Seal the foil into a package, and roast in a 400-degree oven. The amount of time in the oven depends on the size of the beet, you can start to check them with the tip of a paring knife for tenderness around 20 minutes.

Once the beets are easily pierced with the paring knife, it’s time to rub off the skins, once they’ve cooled a bit. Use a paper towel to hold the beet in the palm of your hand, then cradle paper towel around the beet with your opposite hand, gently pulling pulling the skin down from top to bottom.

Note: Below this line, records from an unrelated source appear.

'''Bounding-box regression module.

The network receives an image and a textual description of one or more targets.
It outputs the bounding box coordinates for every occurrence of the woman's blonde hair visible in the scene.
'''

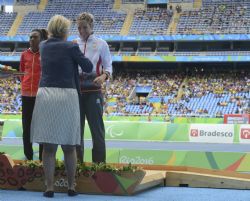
[76,12,94,28]
[47,15,71,38]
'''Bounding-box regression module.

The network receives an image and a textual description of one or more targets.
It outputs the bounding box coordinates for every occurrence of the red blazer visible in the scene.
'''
[20,49,41,97]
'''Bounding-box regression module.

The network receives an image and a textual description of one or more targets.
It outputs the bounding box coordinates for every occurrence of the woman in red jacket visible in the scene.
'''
[20,29,48,160]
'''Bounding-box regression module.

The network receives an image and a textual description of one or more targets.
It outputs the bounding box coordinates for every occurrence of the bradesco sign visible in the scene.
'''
[239,124,250,144]
[189,124,234,143]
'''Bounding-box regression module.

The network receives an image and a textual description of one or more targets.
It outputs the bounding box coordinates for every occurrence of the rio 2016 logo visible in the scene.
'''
[54,178,76,188]
[119,156,154,165]
[106,125,124,138]
[240,128,250,139]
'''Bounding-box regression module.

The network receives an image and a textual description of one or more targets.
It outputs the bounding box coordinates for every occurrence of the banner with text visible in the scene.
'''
[189,124,234,143]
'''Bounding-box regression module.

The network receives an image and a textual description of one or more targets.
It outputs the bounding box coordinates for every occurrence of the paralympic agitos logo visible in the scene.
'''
[240,128,250,139]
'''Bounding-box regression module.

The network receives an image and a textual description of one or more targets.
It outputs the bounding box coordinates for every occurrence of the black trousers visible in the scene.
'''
[22,96,43,160]
[76,92,106,163]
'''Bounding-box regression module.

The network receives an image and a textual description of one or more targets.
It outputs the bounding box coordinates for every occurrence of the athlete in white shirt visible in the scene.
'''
[76,12,112,163]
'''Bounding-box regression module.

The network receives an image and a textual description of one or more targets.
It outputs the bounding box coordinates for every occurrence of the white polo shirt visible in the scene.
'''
[76,34,112,75]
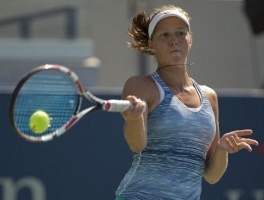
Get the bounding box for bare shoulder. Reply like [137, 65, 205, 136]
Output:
[200, 85, 218, 104]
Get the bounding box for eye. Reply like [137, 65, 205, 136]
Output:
[160, 32, 169, 38]
[176, 31, 187, 37]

 That’s the best less-mess tip about peeling your beets with a paper towel after they have roasted: the skin easily slides off, and your hands don’t turn pink. I also slice them with a paring knife while holding them in the same paper towel, then I store them in an airtight container until I’m ready to use them in a salad. For a quick, easy salad that helps you follow the philosophy of eating from root to greens, wash your saved beet leaves, stack them up on top of one another, and roll them into a large cigar. Cut them into a fine slice, or chiffonade, then toss them with lemon juice, olive oil, salt and pepper. Top them off with the roasted beet slices and some crumbled goat cheese. Such a lovely combination of flavors; sweet, earthy, bitter, creamy and tart.

Green Beans

We’ve been getting a generous share of green beans this fall, and as is typical of too much of a good thing, we are getting a bit over-saturated. Roasted green beans, blanched green beans, green bean casserole, green bean stir fry. The list rolls on like Bubba going on about shrimp in Forrest Gump. As plentiful the green beans are, I never grow (that) weary of them. My favorite way to dress them up? Sauteed with olive oil and a few of my favorite Mediterranean flavors like tart, sweet sundried tomatoes, toasty pinenuts and zingy mint. Use the shallots in your farm box for an earthy base.

Green Beans with Sundried Tomatoes, Pinenuts, Mint and Fresh Mozzarella

2 shallots, thinly sliced

2 garlic cloves, thinly sliced

1 pound green beans, stems trimmed

1 cup oil-packed sundried tomatoes, cut into slices

½ cup chicken stock

½ cup fresh mozzarella, cut into small cubes

1 tablespoon chopped fresh mint

Salt and pepper to taste

Heat a large skillet and drizzle with olive oil. When oil is heated, add shallots and garlic, and cook until softened. Add green beans and sundried tomatoes, and cook until green beans begin to soften, about 3 minutes. Add chicken stock and bring to a boil, then reduce to a simmer, and cover. Cook green beans until crisp but tender, then add cheese, mint and salt and pepper.